Symmetry-Based Reasoning

The Role of Symmetry in Motivated Proofs

Posted by Matei Mandache on February 17, 2023 · 24 mins read

Introduction

Symmetry is a concept that appears time and time again throughout mathmatics. In this blog post, I make the case for symmetry being useful in automated theorem proving, and the potential need to incorporate symmetry-based reasoning in the definition of a motivated proof. For the purposes of the document, we define a symmetry as follows:

Definition A Symmetry is a pair $(S_1, S_2)$ of subsets of current or previous problem states, together with an assignment of the variables appearing in $S_1$ to expressions involving the variables in $S_2$ such that the assignment transforms $S_1$ into $S_2$.

As always, it is useful to look at examples to get a better idea of what is meant.

Example 1 Suppose we have arbitrary values $x$ and $y$ and our problem state is as follows:

$$\begin{aligned} & x > y \vee y > x \\ \hline & \exists z, (x > z > y) \vee (y > z > x) \end{aligned}$$

Then there is a symmetry where $S_1$ and $S_2$ are the whole problem state, and the assignment of variables maps $x$ to $y$ and $y$ to $x$. As we will see, this symmetry can lead to motivating "without loss of generality" statements.

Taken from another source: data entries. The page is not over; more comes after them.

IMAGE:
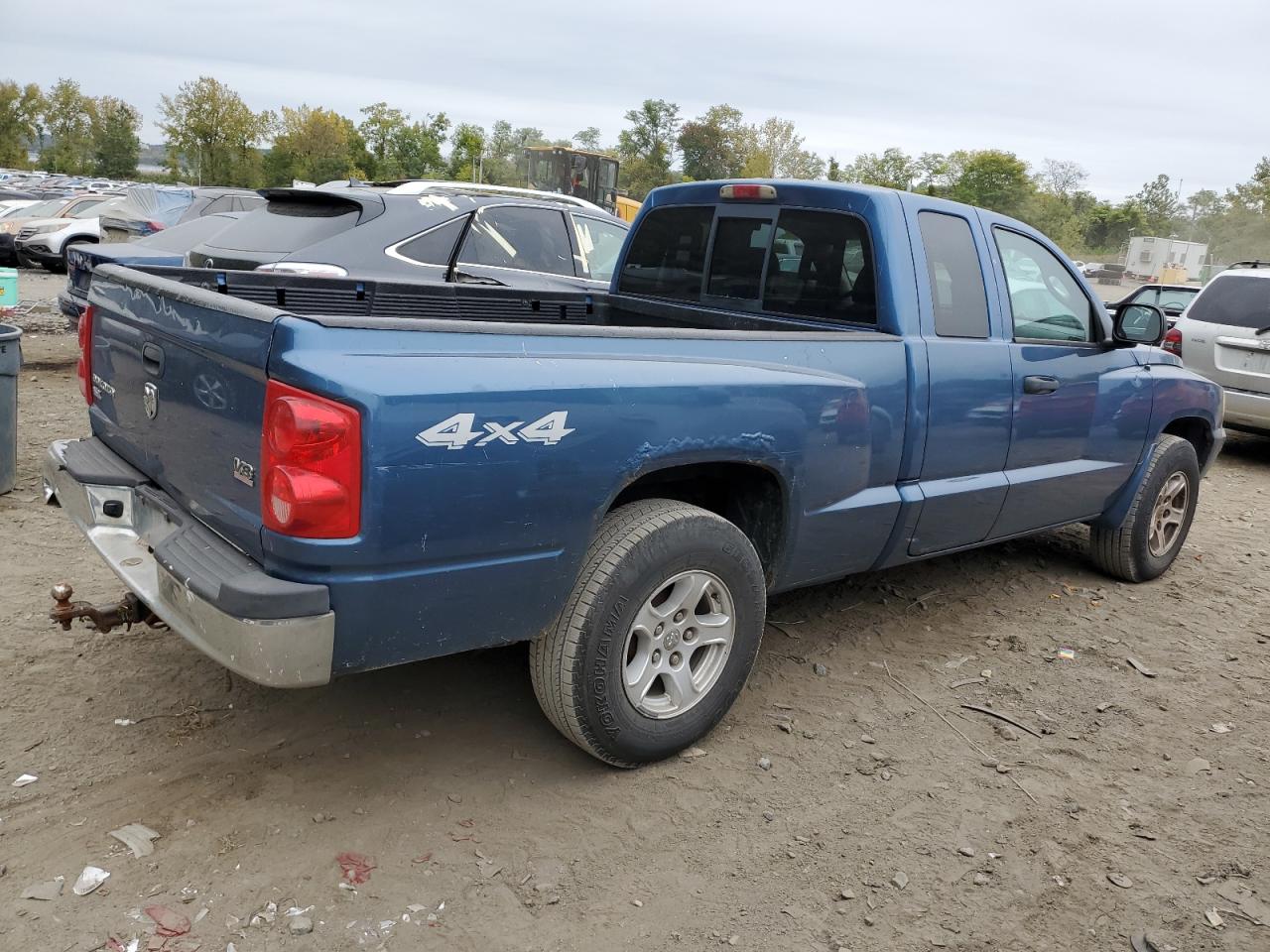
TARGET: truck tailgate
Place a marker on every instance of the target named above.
(178, 379)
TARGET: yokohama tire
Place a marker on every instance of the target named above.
(580, 665)
(1130, 551)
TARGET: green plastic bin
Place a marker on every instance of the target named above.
(10, 362)
(8, 287)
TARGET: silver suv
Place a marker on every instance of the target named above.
(1224, 335)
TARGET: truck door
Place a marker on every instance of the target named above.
(962, 477)
(1080, 408)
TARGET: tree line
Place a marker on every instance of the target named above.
(213, 137)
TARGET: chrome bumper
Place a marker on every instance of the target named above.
(280, 653)
(1245, 409)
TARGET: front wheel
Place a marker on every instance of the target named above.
(1148, 538)
(658, 635)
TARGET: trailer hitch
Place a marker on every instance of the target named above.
(127, 611)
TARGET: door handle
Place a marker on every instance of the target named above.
(1040, 385)
(151, 358)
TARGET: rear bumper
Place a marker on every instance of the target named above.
(37, 252)
(71, 307)
(1246, 411)
(203, 588)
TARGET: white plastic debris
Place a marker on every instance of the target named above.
(89, 880)
(136, 838)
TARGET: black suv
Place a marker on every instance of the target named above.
(423, 231)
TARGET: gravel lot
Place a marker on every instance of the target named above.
(890, 817)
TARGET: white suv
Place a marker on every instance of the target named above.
(44, 241)
(1224, 334)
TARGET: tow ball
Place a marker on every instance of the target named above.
(127, 611)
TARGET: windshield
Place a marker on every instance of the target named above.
(90, 208)
(182, 238)
(598, 245)
(45, 209)
(1236, 301)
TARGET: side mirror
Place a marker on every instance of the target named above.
(1138, 324)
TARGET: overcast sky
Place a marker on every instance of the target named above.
(1128, 90)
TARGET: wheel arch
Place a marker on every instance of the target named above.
(1197, 431)
(748, 494)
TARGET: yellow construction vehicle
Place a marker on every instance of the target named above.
(578, 173)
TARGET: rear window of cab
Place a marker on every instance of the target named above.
(789, 262)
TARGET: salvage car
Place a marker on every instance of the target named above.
(461, 234)
(363, 472)
(1170, 298)
(44, 214)
(148, 209)
(164, 248)
(1224, 335)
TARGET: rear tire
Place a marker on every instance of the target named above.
(1153, 531)
(658, 635)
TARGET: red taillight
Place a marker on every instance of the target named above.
(748, 193)
(312, 465)
(1173, 341)
(84, 367)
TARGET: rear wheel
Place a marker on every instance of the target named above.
(657, 638)
(1151, 535)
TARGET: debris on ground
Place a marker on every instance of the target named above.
(356, 867)
(1141, 667)
(1197, 766)
(168, 920)
(45, 892)
(989, 712)
(137, 838)
(89, 880)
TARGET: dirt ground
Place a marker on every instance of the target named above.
(890, 817)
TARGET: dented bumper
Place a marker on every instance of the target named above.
(271, 631)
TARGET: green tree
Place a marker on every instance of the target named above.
(314, 145)
(380, 128)
(931, 173)
(715, 145)
(993, 179)
(212, 135)
(1254, 194)
(778, 154)
(892, 169)
(1061, 178)
(116, 145)
(67, 116)
(1160, 206)
(588, 139)
(647, 149)
(504, 153)
(467, 149)
(21, 111)
(416, 149)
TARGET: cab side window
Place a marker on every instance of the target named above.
(525, 239)
(952, 268)
(1046, 301)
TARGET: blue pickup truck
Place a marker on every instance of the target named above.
(786, 384)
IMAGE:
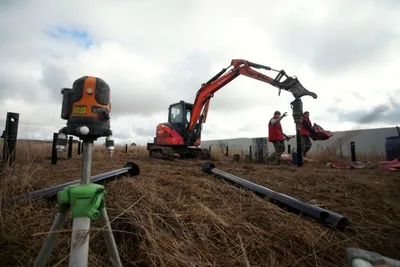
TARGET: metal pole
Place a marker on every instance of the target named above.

Example 2 Suppose we are given functions $f, g : \mathbb{N} \to \mathbb{N}$ and positive integers integers $m, n$ with the following problem state:

$$\begin{aligned} & f(m) \neq f(n) \\ & f(m+1) = f(n+1) \\ & \forall k \in \mathbb{N}, f(k+1) = g(f(k)) \\ \hline & \neg \text{Surjective}(f) \end{aligned}$$

At some point later we might have the problem state:

$$\begin{aligned} & f(m) \neq f(n) \\ & f(m+1) = f(n+1) \\ & f(m+2) = f(n+2) \\ & \forall k \in \mathbb{N}, f(k+1) = g(f(k)) \\ \hline & \neg \text{Surjective}(f) \end{aligned}$$

Then we can take $S_1$ to be the assumptions $f(m+1) = f(n+1)$ and $\forall k \in \mathbb{N}, f(k+1) = g(f(k))$ from the first problem state, and $S_2$ to be the assumptions $f(m+2) = f(n+2)$ and $\forall k \in \mathbb{N}, f(k+1) = g(f(k))$ in the second problem state. For our mapping, we send $n$ to $n+1$ and $m$ to $m+1$, and leave $f$ and $g$ fixed. As we will see, this kind of symmetry can lead to motivating proofs by induction.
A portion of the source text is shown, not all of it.